How John Terry’s inspiration helps Millie Bright dazzle for England

Millie Bright

As befits a Chelsea centre-half, Millie Bright takes inspiration from John Terry. She hopes to use it to accomplish something her role model never achieved – winning a major tournament with England.

While Terry swapped Stamford Bridge for Villa Park this summer, the 23-year-old Bright has made the most of her surprise summons to Mark Sampson’s squad by displacing Laura Bassett in defence.

Bright’s burgeoning partnership with Manchester City’s Steph Houghton represents one reason why England have conceded only one goal in four games at Euro 2017 and approach Thursday’s semi-final against Holland in Enschede in confident mood.

“I’ve always looked up to John Terry, he’s a massive defender and a rock,” Bright said. “His one-v-one defending and reading of the game have really educated me. I watch a lot of clips of him.”

Terry’s example has taught Bright, who is being followed around the Netherlands by a full squad of devoted family members complete with special “Millie” banner, the importance of positioning. “It’s the basis of Terry’s game,” she said. “Everything else falls into place from positioning.”

Instinct also plays a big part. “I try not to overthink things. If you think too much, that’s when the mistakes come in. Keep it basic is what I’ve been doing well – winning my headers and making sure I win my one-v-one battles. Often your natural instinct tells you whether to hold or go.”

Those three clean sheets vindicate Sampson’s faith in her but Bright, left, is particularly proud of preventing France from scoring during England’s 1-0 quarter-final win.

“France are a top team,” she said. “We stayed tight as a unit against them and if it meant putting the ball down the channel so be it. We strive to be better each game – and stopping France from scoring shows how far we’ve come as a back four.”


It has given her family – parents, grandparents, sister, nephews – cause for celebration at their base in a campsite chalet in the countryside outside Utrecht. “They’ve been blowing my phone up. They’re really overwhelmed. My mum was so emotional after the France game. This tournament is not just a big experience for me but for them as well. They’ve never been in this sort of environment. It’s just as big a journey for them as it is for me.”

As near-perfect tournament debuts go, Bright, and her strong tackling, are pretty much setting the template. “I didn’t know what to expect,” she said. “But the support the other girls have given me is unreal and I tried to come in with no fear. I’d say I’m a front foot defender; I never hesitate to go in for a challenge. You have to get one over your opponent and dominate them.

“My grandad Arthur always told me: ‘If you’re going for a ball you go in 100%, never half-hearted.’ He always said: ‘Millie, if it’s a 50-50 you’re coming out with it.’ Every game I’ve had that mindset.
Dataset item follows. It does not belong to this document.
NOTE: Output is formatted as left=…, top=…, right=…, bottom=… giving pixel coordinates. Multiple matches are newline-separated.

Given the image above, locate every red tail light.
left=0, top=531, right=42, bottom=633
Grandad used to work in the mines and he’s a big part of my career. When a lot of people doubted me he was always the one to pick me up.”

Bright – a talented rider – was much more interested in horses than football as a child, and family attempts to turn her into a Sheffield Wednesday fan proved an emphatic failure.

“Then I started playing football. It became quite difficult to juggle with the horses. I sat down with my mum and dad and decided I had to put my all into one thing. I can go back into the equestrian world when I retire. I had to give football everything now or I’d have missed my opportunity.

“You can go back into equestrianism any time – we’ve got a yard back home in Sheffield and the horses are still there. They’re just on hold for the moment. I can’t ride and play football; it’s too much of a risk. I’m not sure how impressed England and Chelsea would be if I fell off a horse and got injured. Horses are off limits for me now.”

In the Netherlands leisure involves joining family for walks around the canals and alleyways of beautiful Utrecht – “to clear my mind” – and watching films (most recently The Little Mermaid) at the team hotel.

Such freedom is symptomatic of Sampson’s tenure as the England manager, which has featured a relaxed off-field regime whereby players are permitted to go out on their own and even allowed the odd glass of wine.

For the moment, though, Bright and co are concentrating on Holland and especially Vivianne Miedema, their dangerous Arsenal striker. “Miedema’s a big threat,” Bright said. “The Dutch are very attacking and it’s going to be a very tough, very physical, very high-paced game. Physically they’re very strong and not afraid of a challenge but I like that. I always look forward to a tough game.”